At the Immigration History Research Center, Lee has helped pioneer ways of merging immigration history with the digital humanities. She launched and oversees the National Endowment for the Humanities–funded Immigrant Stories project, which works with recent immigrants and refugees to collect, preserve, and share their experiences via a multilingual, digital storytelling website and archive. She also founded and co-organized the #ImmigrationSyllabus project, a digital educational resource offering historical perspectives to contemporary immigration debates. 

This talk and connected programming are sponsored by UK’s College of Arts and Sciences, with the generous support of the China into Colleges Grant from the Confucius Institute.

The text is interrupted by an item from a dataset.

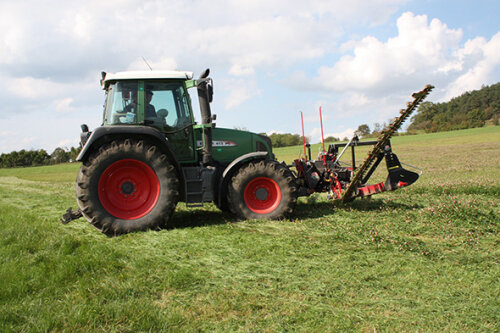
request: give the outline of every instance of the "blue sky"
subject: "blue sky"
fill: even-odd
[[[0,153],[78,144],[100,72],[211,68],[217,126],[348,136],[500,81],[498,1],[0,0]],[[193,92],[195,93],[195,92]],[[196,101],[196,96],[192,96]],[[198,112],[197,110],[195,111]],[[199,118],[198,114],[195,114]]]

In addition to the talk, UK’s Asian American Club will host reading discussion groups of Lee's book, "America for Americans: A History of Xenophobia." Lee will participate in a Q&A with the discussion groups on March 3. To sign up for a reading/discussion group, visit: www.as.uky.edu/book-club-discussion-session-erika-lee.

For the 2020-21 academic year, the College of Arts and Sciences Passport to the World program is committed to contributing to better understanding the urgent topics of race and equity across the globe in the context of the COVID-19 pandemic. The year’s theme of Global Perspectives on Race and Equity in Times of Pandemic will feature virtual programming that will build on previous themes of equity (2019-20) and migration (2018-19). While this year’s virtual format will allow for different programming than past years, the goal of the programming remains the same: to stimulate dialogue and understanding of global topics and to engage students, faculty, staff and the broader community in these discussions.